The low levels of distortion expected for the MJR7 amplifiers make measurement difficult. My signal generator has second harmonic at -87dB at 1kHz, so this would be useless if I just applied this to the amplifier input and measured the output. There are ways to reduce the generator distortion, ranging from a single capacitor across its output to more complex filters to reject the distortion frequencies.
The solution I have always chosen is to use a signal nulling circuit to reject as much as possible of the test signal and its distortion. One circuit I have been using to test the Mk5 amplifier is shown next. This is suitable only for testing an inverting amplifier.

The circuit is similar to one which appeared in Wireless World, Nov 1977 , page 65, in an article by Peter Baxandall.

The MJR7 has voltage gain about -18, so with an input Vin, if it adds distortion D, its output is -18Vin + D.

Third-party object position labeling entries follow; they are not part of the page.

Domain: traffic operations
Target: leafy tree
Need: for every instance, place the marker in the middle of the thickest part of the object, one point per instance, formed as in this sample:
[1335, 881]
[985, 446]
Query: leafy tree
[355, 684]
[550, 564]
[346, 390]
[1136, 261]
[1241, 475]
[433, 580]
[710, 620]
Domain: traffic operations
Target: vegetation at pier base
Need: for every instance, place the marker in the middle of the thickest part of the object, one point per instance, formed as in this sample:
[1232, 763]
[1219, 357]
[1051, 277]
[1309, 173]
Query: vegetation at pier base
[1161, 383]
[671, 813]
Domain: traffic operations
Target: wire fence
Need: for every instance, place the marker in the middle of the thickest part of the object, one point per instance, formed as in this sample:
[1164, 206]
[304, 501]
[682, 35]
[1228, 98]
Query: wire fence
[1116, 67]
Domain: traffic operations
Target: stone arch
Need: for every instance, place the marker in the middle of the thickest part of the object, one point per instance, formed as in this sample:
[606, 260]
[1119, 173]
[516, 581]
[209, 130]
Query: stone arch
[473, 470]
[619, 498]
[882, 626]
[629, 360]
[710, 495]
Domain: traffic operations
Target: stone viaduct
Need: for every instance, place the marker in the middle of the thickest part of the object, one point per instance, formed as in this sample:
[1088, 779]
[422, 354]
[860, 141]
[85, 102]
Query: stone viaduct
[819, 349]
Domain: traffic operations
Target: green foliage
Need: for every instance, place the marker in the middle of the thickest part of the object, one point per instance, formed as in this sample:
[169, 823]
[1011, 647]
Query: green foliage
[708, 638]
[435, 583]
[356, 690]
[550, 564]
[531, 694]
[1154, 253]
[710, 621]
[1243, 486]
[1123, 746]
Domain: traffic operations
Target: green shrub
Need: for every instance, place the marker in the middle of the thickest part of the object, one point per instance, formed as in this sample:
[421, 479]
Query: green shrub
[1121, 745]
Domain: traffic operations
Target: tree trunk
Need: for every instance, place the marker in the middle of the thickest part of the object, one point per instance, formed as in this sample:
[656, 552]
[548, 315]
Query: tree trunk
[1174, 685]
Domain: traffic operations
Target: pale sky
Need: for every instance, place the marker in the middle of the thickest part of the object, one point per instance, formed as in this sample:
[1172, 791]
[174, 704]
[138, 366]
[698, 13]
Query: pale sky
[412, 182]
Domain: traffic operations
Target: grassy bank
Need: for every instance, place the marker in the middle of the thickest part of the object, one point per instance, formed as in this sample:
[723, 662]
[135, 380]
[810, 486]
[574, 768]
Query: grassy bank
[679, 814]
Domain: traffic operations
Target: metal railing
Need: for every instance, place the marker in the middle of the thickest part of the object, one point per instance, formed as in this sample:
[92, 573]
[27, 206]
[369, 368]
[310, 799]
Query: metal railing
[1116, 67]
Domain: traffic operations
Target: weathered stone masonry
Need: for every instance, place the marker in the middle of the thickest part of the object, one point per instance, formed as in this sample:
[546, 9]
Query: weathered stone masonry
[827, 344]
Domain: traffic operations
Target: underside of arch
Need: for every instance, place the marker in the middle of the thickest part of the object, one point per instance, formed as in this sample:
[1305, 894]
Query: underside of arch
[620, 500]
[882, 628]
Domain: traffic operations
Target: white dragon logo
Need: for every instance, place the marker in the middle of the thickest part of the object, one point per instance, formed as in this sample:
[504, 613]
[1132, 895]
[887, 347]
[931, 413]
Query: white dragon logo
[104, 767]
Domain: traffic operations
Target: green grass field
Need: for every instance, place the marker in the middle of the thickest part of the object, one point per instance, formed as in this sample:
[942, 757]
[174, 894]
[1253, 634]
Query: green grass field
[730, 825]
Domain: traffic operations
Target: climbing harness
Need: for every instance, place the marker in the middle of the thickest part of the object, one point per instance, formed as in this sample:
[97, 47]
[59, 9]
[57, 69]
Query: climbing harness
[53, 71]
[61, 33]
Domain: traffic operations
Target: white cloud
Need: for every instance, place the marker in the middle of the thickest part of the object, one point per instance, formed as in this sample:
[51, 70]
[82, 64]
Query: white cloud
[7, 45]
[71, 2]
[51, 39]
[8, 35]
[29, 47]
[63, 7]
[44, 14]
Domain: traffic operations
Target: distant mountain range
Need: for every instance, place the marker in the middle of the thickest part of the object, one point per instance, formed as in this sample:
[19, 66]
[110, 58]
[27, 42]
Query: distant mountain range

The test circuit feedback amplifier has two inputs, one is the original test signal Vin, taken via a gain and phase adjustment network, the other is the MJR7 output, which is taken via 56k so that the test amplifier with its 56k feedback resistor gives gain -1. With careful adjustment of the variable resistor and capacitor the Vin and -18Vin can be made to cancel, leaving just the distortion D. In practice accurate nulling of Vin is difficult, but reduction by 40dB is enough to make accurate measurement possible.
Checking the gain confirmed a very accurate unity gain for the distortion. Two diodes are included at the output to protect the soundcard from excessive voltage. I have no specification for maximum input to my soundcard, so I don't like to connect direct to any amplifier output without some protection. Signal level needs to be kept below about 100mV to avoid the diodes adding significant distortion.